Australia batsman Phillip Hughes was laid to rest in Macksville, his home town, on Wednesday, as the cricket world watched his family, friends, and team-mates say goodbye to the talented batsman.

Hughes died on 27 November, two days after being struck on the neck, below his ear, by a bouncer in a Sheffield Shield match at the SCG. The injury caused a rupture in his artery in his neck, and he never regained consciousness.

The entire Australia Test squad, as well as players from around the country, were in Macksville for the funeral, with skipper and best friend Michael Clarke one of a few close people to delivery speeches, prayers and eulogies.
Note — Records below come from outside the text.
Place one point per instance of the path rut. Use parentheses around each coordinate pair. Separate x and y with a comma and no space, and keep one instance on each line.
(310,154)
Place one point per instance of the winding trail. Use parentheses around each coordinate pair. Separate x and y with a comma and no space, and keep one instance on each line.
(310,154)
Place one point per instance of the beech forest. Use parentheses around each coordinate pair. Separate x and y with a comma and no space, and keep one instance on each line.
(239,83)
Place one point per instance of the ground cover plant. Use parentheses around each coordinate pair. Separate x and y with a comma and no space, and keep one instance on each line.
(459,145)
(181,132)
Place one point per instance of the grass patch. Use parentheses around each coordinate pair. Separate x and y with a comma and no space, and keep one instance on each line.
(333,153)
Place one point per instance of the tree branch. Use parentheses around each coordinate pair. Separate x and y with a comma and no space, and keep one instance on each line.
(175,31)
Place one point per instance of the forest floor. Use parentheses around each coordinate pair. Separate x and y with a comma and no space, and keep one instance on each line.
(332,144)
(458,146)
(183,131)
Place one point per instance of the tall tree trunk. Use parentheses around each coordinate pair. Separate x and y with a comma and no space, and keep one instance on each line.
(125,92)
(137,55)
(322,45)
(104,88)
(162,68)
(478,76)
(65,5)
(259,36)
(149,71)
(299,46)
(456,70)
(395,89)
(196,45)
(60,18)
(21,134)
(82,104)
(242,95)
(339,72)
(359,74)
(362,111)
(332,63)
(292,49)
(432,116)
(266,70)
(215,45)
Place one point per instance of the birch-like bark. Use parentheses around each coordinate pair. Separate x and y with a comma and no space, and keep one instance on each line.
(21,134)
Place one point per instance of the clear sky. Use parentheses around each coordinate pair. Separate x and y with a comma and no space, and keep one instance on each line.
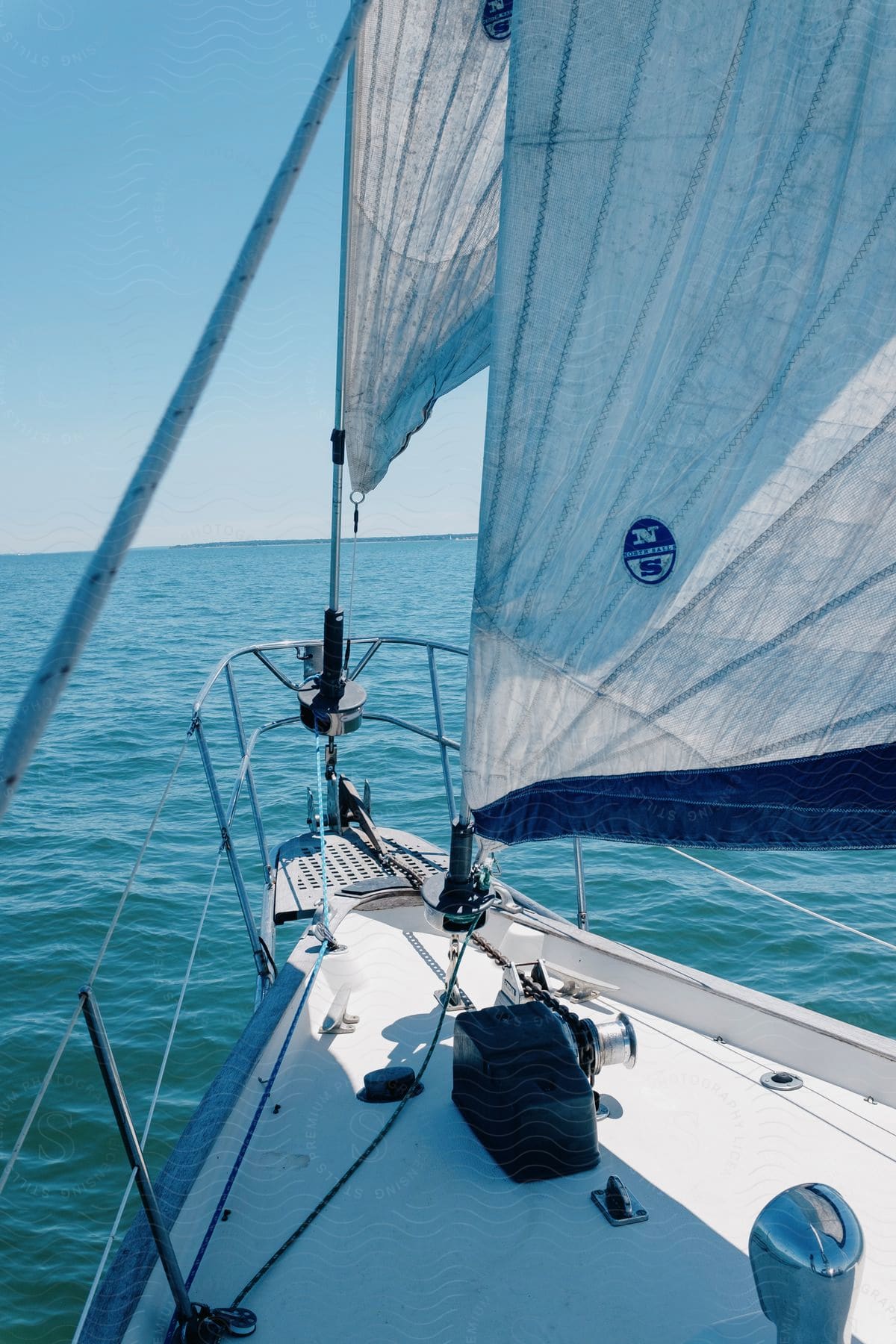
(139,140)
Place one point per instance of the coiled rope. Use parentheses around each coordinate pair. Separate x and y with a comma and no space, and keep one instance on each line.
(75,1015)
(803,910)
(334,1191)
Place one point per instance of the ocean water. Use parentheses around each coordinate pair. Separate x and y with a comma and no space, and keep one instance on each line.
(75,827)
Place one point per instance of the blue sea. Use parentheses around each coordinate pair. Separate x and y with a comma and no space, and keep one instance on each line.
(78,820)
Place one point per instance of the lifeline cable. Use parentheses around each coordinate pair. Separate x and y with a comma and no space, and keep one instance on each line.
(70,1027)
(153,1102)
(319,1209)
(269,1085)
(805,910)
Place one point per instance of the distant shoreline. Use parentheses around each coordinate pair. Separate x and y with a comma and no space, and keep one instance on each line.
(282,541)
(323,541)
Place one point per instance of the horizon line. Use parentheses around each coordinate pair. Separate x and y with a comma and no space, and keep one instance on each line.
(273,541)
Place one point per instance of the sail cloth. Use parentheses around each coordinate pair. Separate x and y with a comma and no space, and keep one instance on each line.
(428,139)
(684,623)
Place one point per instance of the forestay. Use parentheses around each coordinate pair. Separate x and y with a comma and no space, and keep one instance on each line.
(685,603)
(429,104)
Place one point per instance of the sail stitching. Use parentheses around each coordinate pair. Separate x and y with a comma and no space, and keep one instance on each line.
(800,504)
(771,396)
(622,134)
(485,534)
(481,257)
(684,210)
(378,307)
(714,327)
(837,726)
(770,645)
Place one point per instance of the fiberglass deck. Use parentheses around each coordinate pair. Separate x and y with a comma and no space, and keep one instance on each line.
(430,1241)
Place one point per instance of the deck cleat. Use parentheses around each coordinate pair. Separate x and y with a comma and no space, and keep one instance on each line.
(806,1253)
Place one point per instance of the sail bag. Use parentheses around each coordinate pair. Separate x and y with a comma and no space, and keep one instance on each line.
(684,621)
(428,137)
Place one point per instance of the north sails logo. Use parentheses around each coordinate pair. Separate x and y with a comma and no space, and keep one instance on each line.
(649,551)
(496,19)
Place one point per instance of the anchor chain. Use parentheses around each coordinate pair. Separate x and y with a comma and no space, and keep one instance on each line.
(532,989)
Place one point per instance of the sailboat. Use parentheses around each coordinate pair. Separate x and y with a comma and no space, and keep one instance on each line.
(669,231)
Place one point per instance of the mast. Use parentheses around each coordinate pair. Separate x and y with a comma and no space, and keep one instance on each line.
(332,671)
(339,433)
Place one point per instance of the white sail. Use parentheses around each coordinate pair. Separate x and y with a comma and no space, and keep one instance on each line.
(429,104)
(685,603)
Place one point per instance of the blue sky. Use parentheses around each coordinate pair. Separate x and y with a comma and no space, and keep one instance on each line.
(139,141)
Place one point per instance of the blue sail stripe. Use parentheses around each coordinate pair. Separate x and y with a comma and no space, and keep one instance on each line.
(839,800)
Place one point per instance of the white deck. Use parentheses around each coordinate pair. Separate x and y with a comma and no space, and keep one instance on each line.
(432,1242)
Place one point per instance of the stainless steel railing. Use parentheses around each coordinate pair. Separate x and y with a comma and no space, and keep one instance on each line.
(262,933)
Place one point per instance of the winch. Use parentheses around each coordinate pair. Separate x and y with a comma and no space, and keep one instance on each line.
(524,1082)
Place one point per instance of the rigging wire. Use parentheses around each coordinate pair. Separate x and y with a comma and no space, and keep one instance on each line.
(378,1139)
(319,742)
(805,910)
(152,1104)
(351,586)
(272,1078)
(70,1027)
(60,658)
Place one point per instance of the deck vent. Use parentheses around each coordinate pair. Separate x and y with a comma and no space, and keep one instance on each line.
(781,1081)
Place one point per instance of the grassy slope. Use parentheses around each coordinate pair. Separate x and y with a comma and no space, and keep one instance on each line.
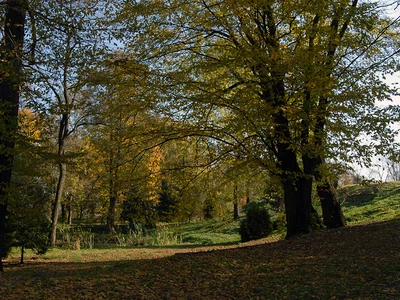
(361,261)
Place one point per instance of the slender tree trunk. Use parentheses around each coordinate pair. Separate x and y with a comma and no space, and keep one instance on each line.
(113,194)
(10,80)
(22,254)
(62,167)
(57,202)
(111,215)
(235,203)
(69,207)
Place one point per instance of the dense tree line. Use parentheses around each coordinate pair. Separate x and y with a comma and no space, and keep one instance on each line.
(184,109)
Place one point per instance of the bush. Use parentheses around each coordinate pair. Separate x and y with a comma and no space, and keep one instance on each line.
(257,223)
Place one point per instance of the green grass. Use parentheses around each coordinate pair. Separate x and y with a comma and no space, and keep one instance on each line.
(361,261)
(371,203)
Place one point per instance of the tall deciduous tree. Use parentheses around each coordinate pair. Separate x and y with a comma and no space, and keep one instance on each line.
(11,49)
(65,46)
(291,84)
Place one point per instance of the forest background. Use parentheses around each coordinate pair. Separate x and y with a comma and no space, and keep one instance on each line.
(175,111)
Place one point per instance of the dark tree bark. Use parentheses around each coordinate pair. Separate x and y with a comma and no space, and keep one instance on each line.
(62,167)
(10,80)
(331,210)
(235,203)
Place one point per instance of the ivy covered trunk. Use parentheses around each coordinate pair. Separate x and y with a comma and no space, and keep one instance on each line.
(10,80)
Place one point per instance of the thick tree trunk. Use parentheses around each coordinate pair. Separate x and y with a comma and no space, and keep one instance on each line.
(297,197)
(10,80)
(331,211)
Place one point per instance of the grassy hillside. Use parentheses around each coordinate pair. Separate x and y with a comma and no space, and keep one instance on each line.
(361,261)
(357,262)
(371,203)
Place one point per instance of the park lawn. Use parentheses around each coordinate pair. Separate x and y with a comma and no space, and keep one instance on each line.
(356,262)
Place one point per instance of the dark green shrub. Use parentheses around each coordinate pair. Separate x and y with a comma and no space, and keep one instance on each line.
(257,223)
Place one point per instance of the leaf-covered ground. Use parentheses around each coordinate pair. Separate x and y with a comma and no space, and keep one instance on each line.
(359,262)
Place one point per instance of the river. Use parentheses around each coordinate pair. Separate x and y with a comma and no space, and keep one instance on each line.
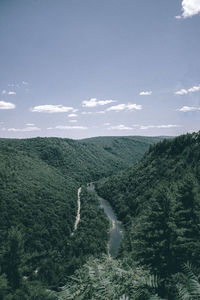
(116,230)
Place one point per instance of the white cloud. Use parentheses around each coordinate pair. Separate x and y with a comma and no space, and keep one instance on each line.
(190,8)
(145,93)
(72,115)
(86,113)
(51,108)
(188,108)
(11,93)
(26,129)
(6,105)
(120,127)
(181,92)
(195,88)
(121,107)
(62,127)
(144,127)
(101,112)
(93,102)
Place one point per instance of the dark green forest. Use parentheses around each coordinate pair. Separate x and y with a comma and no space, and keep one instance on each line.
(153,186)
(39,179)
(158,201)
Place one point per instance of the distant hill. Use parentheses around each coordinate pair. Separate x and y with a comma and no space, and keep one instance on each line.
(84,160)
(39,179)
(128,149)
(158,200)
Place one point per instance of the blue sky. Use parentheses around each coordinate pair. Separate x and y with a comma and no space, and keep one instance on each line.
(74,68)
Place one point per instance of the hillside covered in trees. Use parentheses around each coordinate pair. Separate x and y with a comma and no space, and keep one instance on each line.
(158,201)
(39,179)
The service was broadcast live on Australian TV, as well as at a live screening at the SCG, where members of the public had been invited by the government in Sydney to pay tribute to 'Hughesy'.

Cricket Australia chief James Sutherland said: "Ever since Bradman, the image of the innocent country boy playing in the back yard, while dreaming of wearing a baggy green cap, has become entrenched in our psyche. It's our foundation myth as a cricketing nation.

"And Phillip loved that dream. The bonds of mateship have been on display from that awful moment Phillip was injured when former team mates rushed to his side.

"And in the week since, the week since, the distinctions between opponents and team mates   have dissolved. Every cricketer in the world joined Phillip's team. That display of universal love and respect speaks volumes about this young man.

"It tells us about those who knew him best and what they felt for him. His journey from the back yard to baggy green cap 408 personified the Australian cricketing dream.

"Phillip's joy in playing his natural game was evident to all. That pair of centuries in his second Test in South Africa will be an abiding memory for a whole generation of fans."